First and foremost, I take my prescribed meds. I happen to be one of the fortunate souls among those with mental illness who is not afflicted with anosognosia: biologically-based inability to recognize my illness. I know my brain is sick and I need to take medicine, even though the medicine robs me of some of my most exuberant moments.

Next, I rely on a vibrant spiritual life. Community worship, small faith-based support groups, personal devotions, and compassionate service keep my mind on “things above” my own troubled mind and give me purpose to get out of bed and go about each day.

Finally, I do my best to keep a steady rhythm to work, relax, eat, sleep. This is my most challenging area. My therapist once drew a chart of what a normal person’s schedule looks like and then tore it up and said, “You’re not normal.” He went on to give me permission to be abnormal, within reason.

If someone asked you about bi-polar disorder, what would you tell them?

It is both an inspiring angel and a demon of destruction.

What do you want people to know about treatment?
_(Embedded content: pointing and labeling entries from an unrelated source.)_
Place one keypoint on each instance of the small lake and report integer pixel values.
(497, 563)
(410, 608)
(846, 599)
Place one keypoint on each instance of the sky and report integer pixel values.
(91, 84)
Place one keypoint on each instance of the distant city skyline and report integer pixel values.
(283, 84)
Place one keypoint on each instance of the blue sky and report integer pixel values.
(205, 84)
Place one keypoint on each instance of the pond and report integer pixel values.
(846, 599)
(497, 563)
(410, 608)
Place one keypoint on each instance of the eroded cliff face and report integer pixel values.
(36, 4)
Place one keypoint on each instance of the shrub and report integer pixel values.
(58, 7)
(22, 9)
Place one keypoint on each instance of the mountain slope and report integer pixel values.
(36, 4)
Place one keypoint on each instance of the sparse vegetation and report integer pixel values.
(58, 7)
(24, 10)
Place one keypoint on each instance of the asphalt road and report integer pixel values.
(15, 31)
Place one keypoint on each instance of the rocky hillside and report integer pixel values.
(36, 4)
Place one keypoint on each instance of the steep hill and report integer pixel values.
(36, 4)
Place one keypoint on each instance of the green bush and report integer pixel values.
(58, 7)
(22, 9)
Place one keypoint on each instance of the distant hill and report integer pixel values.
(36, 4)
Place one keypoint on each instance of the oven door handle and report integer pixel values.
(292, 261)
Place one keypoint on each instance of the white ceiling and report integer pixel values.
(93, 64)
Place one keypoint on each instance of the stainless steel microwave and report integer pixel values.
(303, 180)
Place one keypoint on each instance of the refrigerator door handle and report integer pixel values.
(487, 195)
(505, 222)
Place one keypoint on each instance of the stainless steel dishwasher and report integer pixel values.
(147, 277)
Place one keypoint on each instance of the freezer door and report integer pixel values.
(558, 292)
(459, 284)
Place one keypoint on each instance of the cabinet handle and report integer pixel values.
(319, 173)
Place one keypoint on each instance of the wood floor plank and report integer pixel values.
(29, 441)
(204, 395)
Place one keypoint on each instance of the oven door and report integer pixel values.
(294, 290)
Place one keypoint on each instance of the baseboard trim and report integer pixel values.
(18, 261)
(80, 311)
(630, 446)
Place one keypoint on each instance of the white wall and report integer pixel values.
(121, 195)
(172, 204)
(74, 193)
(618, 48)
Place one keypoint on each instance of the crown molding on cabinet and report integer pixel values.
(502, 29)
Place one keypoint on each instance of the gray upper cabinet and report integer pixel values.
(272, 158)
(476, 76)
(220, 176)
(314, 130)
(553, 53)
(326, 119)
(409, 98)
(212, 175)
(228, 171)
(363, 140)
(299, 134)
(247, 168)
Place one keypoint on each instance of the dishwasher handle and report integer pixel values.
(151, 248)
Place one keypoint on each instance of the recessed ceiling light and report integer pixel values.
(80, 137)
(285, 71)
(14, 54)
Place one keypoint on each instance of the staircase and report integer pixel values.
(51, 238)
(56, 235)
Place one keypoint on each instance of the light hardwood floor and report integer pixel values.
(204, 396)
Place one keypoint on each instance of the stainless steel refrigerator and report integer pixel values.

Educate yourself. Ask questions. Psychiatrists essentially have 15 minutes once a month to review your case and prescribe medications. If you come in and expect them to know exactly what your illness and how to fix it, you will be sorely misguided. Keep mood charts. Track your schedule. Read memoirs of people who have lived successfully with a mental illness. I highly recommend An Unquiet Mind by Kay Redfield Jamison. When I read that, I came to believe that I was not doomed to debilitating disability, but could contribute something back in spite of my disorder, maybe even because of it.

Why is it important to hear your story?

The most important thing about my story is that it is filled with good news. Not so much in the sense of happily-ever-after, but from a faith perspective that there is delight in disorder. In spite of all the shitty things that are inflicted on us from our illness to how people stigmatize us for it, life is worth living and better days lie ahead.

Is there anything else you want to add?

???

What do you think? What would you add?